The past few decades have also seen a noticeable rise in the amount of flesh being bared on screen. When I ask Steadman what she thinks about reports of women going topless for Game of Thrones auditions, she is shocked. “That is absolutely appalling,” she says. “It sounds like those awful strip clubs in the Fifties or Sixties in Soho. Whoever is sanctioning that should be buried – alive, if possible!” 

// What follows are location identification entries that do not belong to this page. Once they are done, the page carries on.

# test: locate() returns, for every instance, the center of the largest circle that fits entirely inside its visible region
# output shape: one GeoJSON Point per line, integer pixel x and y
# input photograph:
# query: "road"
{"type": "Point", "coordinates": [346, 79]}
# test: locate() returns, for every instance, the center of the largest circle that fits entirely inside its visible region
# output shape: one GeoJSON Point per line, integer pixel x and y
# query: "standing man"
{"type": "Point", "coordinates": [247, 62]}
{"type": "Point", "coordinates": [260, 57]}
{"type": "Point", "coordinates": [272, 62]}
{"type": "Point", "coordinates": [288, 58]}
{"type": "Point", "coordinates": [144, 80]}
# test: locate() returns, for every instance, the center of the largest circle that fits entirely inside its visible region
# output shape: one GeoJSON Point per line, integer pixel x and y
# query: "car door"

Much of Steadman’s work has long outlived the era in which it was made, as evidenced by an encounter she had with a fan in a supermarket a few years ago. “A girl stopped me and said, ‘My brother is longing to meet you,’” Steadman recalls. “I turned round and there was this really shy 12-year-old standing there. I asked if he was a Gavin & Stacey fan and she said, ‘No, Nuts in May – he’s crazy about it!’ This was something I did in 1975!” 

This week Steadman appeared on a celebrity special of The Great British Bake Off. “My friends said, ‘Oh my God, you’ve met Mary Berry!’” Steadman laughs. “You work with all these people and they’re never bothered, but because I met Mary Berry everyone’s falling over backwards!” 

After nearly 50 years in the industry, Steadman’s enthusiasm for her work shows no signs of waning. “Listen, it’s nice to have a bit of down time,” she says, “but if it was to end altogether – oh, I’d be so sad. Because it’s me, that’s what makes me and always has.”